O governo da Irlanda encaminhou a seu Parlamento nesta sexta-feira, 22, um projeto de lei com o objetivo de mitigar os danos de um eventual Brexit sem acordo. Embora esse cenário seja o mais provável, em atitude diplomaticamente optimista, Dublin disse esperar que a legislação nunca tenha de ser utilizada.
O governo irlandês pretende acelerar a tramitação do projeto no seu Parlamento, de modo que seja aprovado antes da saída do Reino Unido da União Europeia (UE), prevista para 29 de março.
Como grande parceiro comercial da Grã-Bretanha e único país da União Europeia que compartilha uma fronteira terrestre com o Reino Unido, a Irlanda está sujeita a sofrer um gigantesco impacto econômico com o Brexit. Sem um acordo, o prejuízo será ainda maior, e ambos os lados da fronteira terão de montar novamente estruturas tarifárias, de inspeções alfandegárias e outras barreiras hoje inexistentes.
O vice-primeiro-ministro irlandês, Simon Coveney, disse que o projeto de lei tentará compensar “os piores efeitos de um Brexit desordenado”, ao oferecer assistência às empresas e garantir que os cidadãos tenham acesso a serviços.
Coveney ressaltou, porém, que seu “único desejo” é que a lei fique engavetada. Por isso, o governo da Irlanda afirmou que pretende continuar trabalhando para conseguir que a primeira-ministra britânica, Theresa May, ratifique o pacto de saída feito com Bruxelas em novembro passado, embora esse texto tenha sido rejeitado pelo Parlamento de Londres dois meses depois.
O projeto
O projeto de lei inclui nas suas 70 páginas 15 ‘minileis’ elaboradas por nove ministérios, nas quais se identificam as áreas que mais sofrerão o impacto de uma saída brusca do bloco.

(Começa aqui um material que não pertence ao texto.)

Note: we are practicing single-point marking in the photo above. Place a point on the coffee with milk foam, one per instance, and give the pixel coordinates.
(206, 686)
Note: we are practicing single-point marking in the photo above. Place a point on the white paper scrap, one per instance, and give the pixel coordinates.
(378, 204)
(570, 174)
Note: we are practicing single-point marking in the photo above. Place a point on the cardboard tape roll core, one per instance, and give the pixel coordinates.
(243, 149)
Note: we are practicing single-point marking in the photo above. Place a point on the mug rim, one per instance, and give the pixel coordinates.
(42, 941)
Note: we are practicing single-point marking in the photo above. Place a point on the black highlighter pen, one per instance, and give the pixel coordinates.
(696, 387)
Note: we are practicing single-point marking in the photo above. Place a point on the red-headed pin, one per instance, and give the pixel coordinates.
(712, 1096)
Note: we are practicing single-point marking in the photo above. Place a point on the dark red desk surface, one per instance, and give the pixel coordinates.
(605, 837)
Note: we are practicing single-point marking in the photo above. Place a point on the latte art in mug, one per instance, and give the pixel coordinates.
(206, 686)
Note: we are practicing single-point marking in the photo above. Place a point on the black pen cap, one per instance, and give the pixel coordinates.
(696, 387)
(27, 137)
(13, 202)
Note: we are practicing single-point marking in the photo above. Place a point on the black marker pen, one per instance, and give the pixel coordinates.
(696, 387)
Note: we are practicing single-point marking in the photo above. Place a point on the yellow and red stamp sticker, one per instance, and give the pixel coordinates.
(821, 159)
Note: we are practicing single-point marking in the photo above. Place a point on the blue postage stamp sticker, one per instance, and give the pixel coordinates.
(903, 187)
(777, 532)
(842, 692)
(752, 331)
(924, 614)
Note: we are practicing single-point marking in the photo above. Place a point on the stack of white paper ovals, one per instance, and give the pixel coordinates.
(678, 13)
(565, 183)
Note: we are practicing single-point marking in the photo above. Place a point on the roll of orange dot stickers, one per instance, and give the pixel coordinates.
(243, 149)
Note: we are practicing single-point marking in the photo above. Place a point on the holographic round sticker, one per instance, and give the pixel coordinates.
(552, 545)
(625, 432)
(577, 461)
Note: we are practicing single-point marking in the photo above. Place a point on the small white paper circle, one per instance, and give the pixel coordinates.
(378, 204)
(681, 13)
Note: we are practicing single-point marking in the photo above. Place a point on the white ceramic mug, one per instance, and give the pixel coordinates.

Entre os principais pontos abordados estão a manutenção da legislação judicial atual e dos acordos de extradição entre Dublin e Londres e a garantia de que as aposentadorias e outros benefícios de cidadãos vivendo no Reino Unido não serão cortados.
Além disso, a nova lei procura dar continuidade ao transporte de pessoas em ônibus e trens entre as duas jurisdições, ainda que o Reino Unido se torne um “país alheio da noite para o dia”, lembrou Coveney.
Um dos setores que mais preocupa o governo do primeiro-ministro irlandês, o democrata-cristão Leo Varadkar, é o agroalimentar, que representa mais de 4,8 bilhões de euros anuais.
A Federação Irlandesa de Agricultores (IFA) lembrou que mais da metade da carne desse país é exportada ao país vizinho, conforme as regras do livre comércio da União Europeia. A atividade pode deixar de ser rentável se forem o Reino Unido aplicar tarifas de importação e/ou acordos de liberalização comercial com outros fornecedores mais competitivos, como o Brasil.
A este respeito, Coveney comemorou que a Comissão Europeia (CE) tenha aceitado exceções para a Irlanda, permitindo a seu governo elevar o nível de ajuda econômica estatal para este setor. A medida visa a reforma dos modelos de negócio das empresas e redução de sua dependência do mercado britânico.
Negociações
As negociações entre o Reino Unido e a União Europeia permanecem em andamento para garantir as mudanças que os britânicos querem em seu acordo de saída, disse a porta-voz da primeira-ministra Theresa May nesta sexta-feira.
A premiê discutiu as mudanças com o primeiro-ministro espanhol, Pedro Sánchez, na quinta-feira 21 e falou com 26 líderes da União Europeia nas últimas duas semanas.
May também realizará reuniões bilaterais com líderes da União Europeia em uma cúpula no Egito no fim de semana. “Ela terá uma agenda com os líderes europeus novamente no domingo e na segunda-feira … o trabalho continua em andamento para fazer o tipo de progresso de que precisamos”, disse a porta-voz.
Cláusula da discórdia
O principal desacordo em torno do pacto fechado entre May e a União Europeia é o chamado “backstop”, criado para evitar o retorno a uma fronteira dura entre o Reino Unido e a República da Irlanda.
O sistema emergencial estabelece que, caso não haja um acordo comercial entre a União Europeia e os britânicos ao fim do período de transição, em dezembro de 2020, as partes permanecerão temporariamente como união aduaneira.
A Irlanda do Norte, portanto, seguiria no território aduaneiro e alinhada à União Europeia. O Parlamento britânico, contudo, não quer que a região esteja ajustada ao mercado único europeu após o Brexit.
Entre os críticos do “backstop” estão a ala mais nacionalista do Partido Conservador, liderado por May, o Partido Democrático Unionista (DUP), da Irlanda do Norte, também aliado da premiê, e o governo da República da Irlanda.